577 577députés 17ᵉ législature

amendement n° 1101 commission Tombé

Amendement n° 1101 — ARTICLE 4

Auteur : Mathilde Feld — La France insoumise - Nouveau Front Populaire (Gironde · 12ᵉ)
Texte visé : Projet de loi relatif à la lutte contre les fraudes sociales et fiscales
Article : ARTICLE 4
Date de dépôt : 2026-03-30
Date de sort : 2026-03-30
Sous-amendement de : n° AMANR5L17PO838901BTC2250P0D1N000806
Discussion en séance : RUANR5L17S2026IDS30418 (un scrutin public peut ne pas avoir été tenu sur cet amendement)

Dispositif

À l’alinéa 4, après le mot :

« procèdent » 

insérer les mots :

« tous les 18 ans ».

Exposé sommaire

Par ce sous-amendement, le groupe parlementaire La France insoumise souhaite préciser la périodicité du contrôle de la ""concordance"" entre l'accès à une carte Vitale et l'inscription comme vivant au répertoire national d'identification des personnes physiques ici proposé.

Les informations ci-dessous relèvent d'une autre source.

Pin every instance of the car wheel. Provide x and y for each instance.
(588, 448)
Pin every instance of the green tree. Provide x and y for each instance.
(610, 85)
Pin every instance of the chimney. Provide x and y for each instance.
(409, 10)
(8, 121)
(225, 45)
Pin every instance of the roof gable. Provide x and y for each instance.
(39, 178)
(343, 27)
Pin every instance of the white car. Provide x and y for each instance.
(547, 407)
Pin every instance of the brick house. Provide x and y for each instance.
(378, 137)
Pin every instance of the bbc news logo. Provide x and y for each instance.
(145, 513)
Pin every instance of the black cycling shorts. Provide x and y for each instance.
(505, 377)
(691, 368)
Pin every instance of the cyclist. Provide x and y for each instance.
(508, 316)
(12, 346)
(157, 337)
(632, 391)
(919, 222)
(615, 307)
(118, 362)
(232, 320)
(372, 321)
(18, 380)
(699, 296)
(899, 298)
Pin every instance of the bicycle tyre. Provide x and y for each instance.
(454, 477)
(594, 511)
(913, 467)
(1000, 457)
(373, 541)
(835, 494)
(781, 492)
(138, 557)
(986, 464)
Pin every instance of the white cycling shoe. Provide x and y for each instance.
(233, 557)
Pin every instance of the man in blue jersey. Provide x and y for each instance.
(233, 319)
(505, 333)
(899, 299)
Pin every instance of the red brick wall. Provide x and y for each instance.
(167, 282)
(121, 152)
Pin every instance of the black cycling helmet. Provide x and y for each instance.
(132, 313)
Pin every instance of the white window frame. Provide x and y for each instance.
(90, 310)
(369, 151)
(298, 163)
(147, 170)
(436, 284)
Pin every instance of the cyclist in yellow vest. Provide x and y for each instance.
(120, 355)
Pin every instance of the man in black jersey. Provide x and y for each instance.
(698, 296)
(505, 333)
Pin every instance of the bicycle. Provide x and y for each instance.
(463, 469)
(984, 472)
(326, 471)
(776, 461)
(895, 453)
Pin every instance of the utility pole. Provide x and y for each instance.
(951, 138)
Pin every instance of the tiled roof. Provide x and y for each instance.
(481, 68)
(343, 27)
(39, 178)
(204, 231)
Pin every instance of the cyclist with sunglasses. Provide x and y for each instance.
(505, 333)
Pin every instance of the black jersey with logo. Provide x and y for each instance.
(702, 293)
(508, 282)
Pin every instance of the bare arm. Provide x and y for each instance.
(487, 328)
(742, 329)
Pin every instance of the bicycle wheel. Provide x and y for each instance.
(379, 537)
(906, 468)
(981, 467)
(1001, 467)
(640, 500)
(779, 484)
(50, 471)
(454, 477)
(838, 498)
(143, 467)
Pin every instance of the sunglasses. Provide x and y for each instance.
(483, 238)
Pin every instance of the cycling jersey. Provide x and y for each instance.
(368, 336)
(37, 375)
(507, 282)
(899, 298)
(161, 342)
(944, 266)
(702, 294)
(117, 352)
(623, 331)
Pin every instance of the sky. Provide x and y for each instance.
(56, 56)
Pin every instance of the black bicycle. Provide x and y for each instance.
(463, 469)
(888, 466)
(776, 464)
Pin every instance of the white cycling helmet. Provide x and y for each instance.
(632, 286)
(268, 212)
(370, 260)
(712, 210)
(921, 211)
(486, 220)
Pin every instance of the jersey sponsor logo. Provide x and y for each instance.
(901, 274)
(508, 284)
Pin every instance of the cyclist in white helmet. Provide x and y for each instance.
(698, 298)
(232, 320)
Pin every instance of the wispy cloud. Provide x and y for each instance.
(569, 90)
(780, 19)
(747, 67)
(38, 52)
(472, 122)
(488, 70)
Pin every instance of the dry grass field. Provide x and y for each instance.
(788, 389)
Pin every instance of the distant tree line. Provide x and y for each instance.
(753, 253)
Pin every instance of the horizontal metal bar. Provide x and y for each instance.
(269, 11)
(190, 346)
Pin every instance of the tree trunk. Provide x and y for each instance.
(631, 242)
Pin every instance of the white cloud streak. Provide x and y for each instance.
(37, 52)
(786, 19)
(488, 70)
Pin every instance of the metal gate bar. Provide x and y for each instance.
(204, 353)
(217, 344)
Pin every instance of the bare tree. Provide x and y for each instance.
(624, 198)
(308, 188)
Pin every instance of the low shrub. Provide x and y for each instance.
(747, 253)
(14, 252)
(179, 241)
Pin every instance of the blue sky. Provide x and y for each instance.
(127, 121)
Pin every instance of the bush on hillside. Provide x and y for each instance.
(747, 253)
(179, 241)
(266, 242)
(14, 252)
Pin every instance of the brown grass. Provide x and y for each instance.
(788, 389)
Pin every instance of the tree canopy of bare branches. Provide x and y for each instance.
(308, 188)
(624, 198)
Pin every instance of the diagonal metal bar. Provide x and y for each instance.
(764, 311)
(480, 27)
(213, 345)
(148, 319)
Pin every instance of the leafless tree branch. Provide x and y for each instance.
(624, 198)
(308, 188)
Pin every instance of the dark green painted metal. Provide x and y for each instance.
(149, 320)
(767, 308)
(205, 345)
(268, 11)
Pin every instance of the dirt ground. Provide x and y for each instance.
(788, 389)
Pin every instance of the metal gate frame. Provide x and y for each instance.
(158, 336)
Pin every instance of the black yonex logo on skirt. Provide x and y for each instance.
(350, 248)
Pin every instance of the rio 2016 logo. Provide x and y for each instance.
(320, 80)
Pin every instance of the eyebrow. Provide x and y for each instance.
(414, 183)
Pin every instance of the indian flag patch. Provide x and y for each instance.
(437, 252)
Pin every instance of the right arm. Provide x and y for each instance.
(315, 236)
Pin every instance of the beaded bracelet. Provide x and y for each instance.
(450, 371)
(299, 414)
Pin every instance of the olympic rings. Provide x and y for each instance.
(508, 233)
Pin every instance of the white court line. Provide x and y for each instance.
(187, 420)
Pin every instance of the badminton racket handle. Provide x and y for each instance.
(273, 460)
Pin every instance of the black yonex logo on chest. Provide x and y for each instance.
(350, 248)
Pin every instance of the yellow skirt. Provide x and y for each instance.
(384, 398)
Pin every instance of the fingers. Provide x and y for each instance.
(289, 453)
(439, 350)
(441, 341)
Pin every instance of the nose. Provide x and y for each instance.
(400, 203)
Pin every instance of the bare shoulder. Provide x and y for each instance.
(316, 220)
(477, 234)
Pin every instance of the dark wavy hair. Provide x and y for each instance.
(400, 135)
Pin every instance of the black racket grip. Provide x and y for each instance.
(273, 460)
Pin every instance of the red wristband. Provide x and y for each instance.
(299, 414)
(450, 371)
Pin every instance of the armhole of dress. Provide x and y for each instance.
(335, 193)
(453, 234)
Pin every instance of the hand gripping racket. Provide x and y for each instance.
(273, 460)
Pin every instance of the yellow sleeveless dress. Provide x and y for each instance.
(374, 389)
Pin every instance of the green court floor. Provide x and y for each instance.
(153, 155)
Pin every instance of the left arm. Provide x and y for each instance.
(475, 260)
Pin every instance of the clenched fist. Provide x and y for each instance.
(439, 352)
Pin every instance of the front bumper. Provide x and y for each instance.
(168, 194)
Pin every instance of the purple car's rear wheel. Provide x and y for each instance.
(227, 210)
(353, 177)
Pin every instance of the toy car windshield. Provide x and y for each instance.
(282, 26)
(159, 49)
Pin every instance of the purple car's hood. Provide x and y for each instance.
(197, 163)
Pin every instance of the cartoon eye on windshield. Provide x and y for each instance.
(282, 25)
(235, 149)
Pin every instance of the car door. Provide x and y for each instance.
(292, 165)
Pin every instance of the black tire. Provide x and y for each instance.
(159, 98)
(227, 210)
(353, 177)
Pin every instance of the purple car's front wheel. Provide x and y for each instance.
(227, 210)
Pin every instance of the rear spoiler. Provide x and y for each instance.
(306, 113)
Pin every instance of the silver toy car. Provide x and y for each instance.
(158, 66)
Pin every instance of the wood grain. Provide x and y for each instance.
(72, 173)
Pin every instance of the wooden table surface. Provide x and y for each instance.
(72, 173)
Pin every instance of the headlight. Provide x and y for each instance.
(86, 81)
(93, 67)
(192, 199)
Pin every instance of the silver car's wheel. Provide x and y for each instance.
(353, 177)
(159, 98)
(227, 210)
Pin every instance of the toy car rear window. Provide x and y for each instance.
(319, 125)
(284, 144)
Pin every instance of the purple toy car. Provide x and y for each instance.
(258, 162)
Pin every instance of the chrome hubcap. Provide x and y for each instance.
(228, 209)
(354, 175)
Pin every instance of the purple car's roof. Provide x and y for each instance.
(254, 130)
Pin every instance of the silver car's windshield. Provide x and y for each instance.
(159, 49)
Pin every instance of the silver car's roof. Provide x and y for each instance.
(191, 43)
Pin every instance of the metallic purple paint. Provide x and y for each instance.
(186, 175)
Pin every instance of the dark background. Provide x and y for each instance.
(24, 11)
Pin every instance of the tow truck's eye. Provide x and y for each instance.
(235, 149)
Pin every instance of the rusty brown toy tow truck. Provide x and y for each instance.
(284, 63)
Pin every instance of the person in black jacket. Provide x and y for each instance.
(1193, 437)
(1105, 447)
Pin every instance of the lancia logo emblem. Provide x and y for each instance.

Le dispositif de l'amendement dont nous proposons la modification indique que les directeurs des organismes sociaux (Assurance maladie, Urssaf) vérifient qu'un ayant-droit de l'Assurance maladie est toujours inscrit comme vivant au registre national d'identification de manière "périodique", sans préciser cette périodicité.

Les auteurs du présent amendement proposent d'y remédier en indiquant qu'il procède à cette vérification tous les 18 ans.

Les parlementaires insoumis sont opposés à la multiplication de ces mesures de "flicage" des patients, qui ne reposent sur rien si ce n'est sur les fantasmes des réactionnaires présents à l'Assemblée nationale. Si l'amendement en discussion est issu de la droite prétendument républicaine, cette mesure est directement tirée du programme du Rassemblement national.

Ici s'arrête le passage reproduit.